QUOTE said:Thousands of classified US military files on the war in Afghanistan, including unreported civilian deaths and covert operations to kill Taliban leaders, have been leaked online.
Of more than 90,000 documents spanning six years of conflict, 75,000 documents have been published online by whistle-blower organisation WikiLeaks.
Entitled the Afghan War Diary, the giant cache is made up of reports written by soldiers and communications between the US military and diplomats from January 2004 to December 2009.
The files reveal that hundreds of Afghan civilians have been killed by coalition forces and includes information on covert efforts to "kill or capture" Taliban leaders.
Other reports suggest Pakistan's intelligence service, the ISI, may have been aiding insurgents.
The White House has "strongly condemned" the release of the files, saying it is irresponsible and a threat to national security.
Speaking at a news conference in London, WikiLeaks founder Julian Assange said amongst the reams of information, there appeared to be evidence of war crimes.
"It is up to a court to decide really if something in the end is a crime.
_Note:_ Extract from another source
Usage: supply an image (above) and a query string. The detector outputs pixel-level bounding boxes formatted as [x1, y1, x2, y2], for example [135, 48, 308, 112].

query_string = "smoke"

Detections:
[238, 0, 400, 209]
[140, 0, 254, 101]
That said ... there does appear to be evidence of war crimes in this material," he said.
Mr Assange insisted the information he put into the public domain is accurate and said the real story of the leak was not a single moment, but the brutality of the conflict.
Wikileaks
The classified material was passed to the Wikileaks website
"It is one damn thing after another. It is the continuous small events, the continuous deaths of children, insurgents, allied forces," he said.
"This is the story of the war since 2004. Most of the deaths in this war are as a result of the everyday squalor of war."
Before the documents were posted online, three newspapers were given early access to the records.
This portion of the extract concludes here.